Stand before a bookcase, close your eyes, pick a book, open it up, jab your finger down on the page, and use that sentence as your opening

“…together, country-western on the radio.”

Johnny Cash. Tammy Wynette. Dolly Parton. Loretta Lynn. Lynn Anderson. Hank Williams. Glen Campbell. Johnny Cash. Johnny Cash. Has Johnny Cash been mentioned? Johnny Cash.

These are the country-western singers you grew up with, the ones who were on the radio in the station wagon as you and your family drove. Which you had to do all the time –drive– since you lived five miles north of the nearest town.

These are the singers whose records you played on the record player. The first record you bought with your own money, when you were a little kid, was Johnny Cash at Folsom Prison.

You and your family once saw Johnny at an outdoor stadium in Toronto. It poured down rain, and your seats were out in the open. No shelter. “If you stay, I’ll play,” he said, and he went through guitar after guitar as each one got soaked on stage.

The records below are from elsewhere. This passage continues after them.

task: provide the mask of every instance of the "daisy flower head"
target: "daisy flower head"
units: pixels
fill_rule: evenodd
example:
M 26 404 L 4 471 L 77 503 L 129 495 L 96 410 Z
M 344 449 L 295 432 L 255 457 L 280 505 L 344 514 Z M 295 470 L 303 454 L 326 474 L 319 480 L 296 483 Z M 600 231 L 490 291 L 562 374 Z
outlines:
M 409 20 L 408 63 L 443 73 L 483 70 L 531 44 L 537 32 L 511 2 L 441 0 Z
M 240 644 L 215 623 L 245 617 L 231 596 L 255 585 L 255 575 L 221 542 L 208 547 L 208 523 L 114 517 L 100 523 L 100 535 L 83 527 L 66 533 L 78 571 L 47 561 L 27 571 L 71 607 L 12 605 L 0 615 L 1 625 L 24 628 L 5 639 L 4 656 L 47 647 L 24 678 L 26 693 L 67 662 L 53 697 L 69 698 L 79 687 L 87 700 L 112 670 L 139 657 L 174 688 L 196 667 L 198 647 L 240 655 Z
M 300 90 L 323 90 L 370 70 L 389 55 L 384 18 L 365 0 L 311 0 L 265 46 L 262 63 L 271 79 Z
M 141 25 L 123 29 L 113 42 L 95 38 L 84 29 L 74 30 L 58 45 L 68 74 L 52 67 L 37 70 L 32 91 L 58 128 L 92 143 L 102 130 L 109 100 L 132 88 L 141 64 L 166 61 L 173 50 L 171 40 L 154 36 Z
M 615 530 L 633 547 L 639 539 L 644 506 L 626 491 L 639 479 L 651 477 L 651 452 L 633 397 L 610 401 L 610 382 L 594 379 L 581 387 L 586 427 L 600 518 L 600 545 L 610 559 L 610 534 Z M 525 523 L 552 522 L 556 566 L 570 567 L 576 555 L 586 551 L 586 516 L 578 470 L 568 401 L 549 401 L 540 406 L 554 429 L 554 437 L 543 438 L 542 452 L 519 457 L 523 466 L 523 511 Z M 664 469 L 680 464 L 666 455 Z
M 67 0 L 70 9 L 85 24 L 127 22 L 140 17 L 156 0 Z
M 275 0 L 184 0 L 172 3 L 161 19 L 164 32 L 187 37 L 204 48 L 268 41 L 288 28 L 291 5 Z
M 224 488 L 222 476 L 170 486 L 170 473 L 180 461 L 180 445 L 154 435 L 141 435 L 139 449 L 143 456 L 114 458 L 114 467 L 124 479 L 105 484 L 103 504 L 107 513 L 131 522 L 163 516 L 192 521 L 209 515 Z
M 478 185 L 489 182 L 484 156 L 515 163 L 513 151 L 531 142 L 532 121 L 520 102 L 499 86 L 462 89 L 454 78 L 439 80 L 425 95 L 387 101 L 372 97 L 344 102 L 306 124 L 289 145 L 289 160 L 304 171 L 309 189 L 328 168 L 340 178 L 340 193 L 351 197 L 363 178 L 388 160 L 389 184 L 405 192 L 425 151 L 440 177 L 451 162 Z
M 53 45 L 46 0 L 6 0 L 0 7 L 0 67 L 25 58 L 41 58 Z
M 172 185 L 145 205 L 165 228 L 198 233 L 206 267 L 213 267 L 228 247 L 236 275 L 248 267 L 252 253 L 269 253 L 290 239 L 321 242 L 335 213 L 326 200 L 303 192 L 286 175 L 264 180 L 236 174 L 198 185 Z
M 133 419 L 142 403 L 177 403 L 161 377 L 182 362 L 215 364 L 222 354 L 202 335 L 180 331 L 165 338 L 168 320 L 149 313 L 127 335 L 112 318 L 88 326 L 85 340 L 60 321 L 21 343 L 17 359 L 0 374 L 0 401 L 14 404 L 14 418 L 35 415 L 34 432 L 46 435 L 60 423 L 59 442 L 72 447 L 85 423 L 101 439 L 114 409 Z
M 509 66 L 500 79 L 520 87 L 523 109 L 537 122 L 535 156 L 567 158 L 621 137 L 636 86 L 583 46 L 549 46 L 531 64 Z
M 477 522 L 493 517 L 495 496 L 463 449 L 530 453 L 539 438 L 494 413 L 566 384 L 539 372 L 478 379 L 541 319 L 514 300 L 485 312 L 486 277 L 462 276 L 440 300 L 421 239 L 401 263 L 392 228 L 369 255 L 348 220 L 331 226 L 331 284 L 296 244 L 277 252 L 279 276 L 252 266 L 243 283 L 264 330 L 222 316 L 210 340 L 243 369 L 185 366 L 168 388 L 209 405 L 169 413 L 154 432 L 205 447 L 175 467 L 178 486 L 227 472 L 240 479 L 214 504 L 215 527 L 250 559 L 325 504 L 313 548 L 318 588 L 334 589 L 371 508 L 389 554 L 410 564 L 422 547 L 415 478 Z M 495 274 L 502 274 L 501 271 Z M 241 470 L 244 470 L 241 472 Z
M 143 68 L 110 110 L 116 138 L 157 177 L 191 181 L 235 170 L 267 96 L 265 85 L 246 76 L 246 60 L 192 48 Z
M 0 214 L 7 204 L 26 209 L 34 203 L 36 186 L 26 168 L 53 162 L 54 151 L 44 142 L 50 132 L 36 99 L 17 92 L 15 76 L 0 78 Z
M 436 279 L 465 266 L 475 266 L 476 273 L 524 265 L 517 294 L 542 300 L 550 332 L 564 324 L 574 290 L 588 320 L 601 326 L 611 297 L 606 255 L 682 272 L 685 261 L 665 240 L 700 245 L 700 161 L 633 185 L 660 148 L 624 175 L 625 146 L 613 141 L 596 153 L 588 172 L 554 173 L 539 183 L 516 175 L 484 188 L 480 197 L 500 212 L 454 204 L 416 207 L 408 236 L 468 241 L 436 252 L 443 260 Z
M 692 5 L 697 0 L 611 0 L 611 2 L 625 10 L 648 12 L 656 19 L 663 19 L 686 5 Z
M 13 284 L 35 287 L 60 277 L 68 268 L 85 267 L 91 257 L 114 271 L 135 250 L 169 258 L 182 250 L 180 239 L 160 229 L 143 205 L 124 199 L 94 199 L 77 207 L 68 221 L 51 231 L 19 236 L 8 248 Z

Dolly you loved, and you love even more now. She felt like a friend. Loretta you were a little scared of, but you admired her. Glen made you dream about wide-open spaces and horses and cowboy boots. Lynn had a song called “Fancy” that you listened to over and over and over and over and over and over, before you even understood what the song was about. Hank, Hank. . . something about him made you want to cry. Tammy made you think. But not too hard. She felt like the lesser of the country sisters.

Johnny, though, he was everything. You mourned the day he died, and you love his daughter partly because she’s a good songwriter, and partly because she loved her dad so much.

Country-western on the radio. Baseball on the radio. The WIBX morning show on the radio.

There was a lot of radio in your life, back then, and none of it was the NPR that you listen to nonstop now.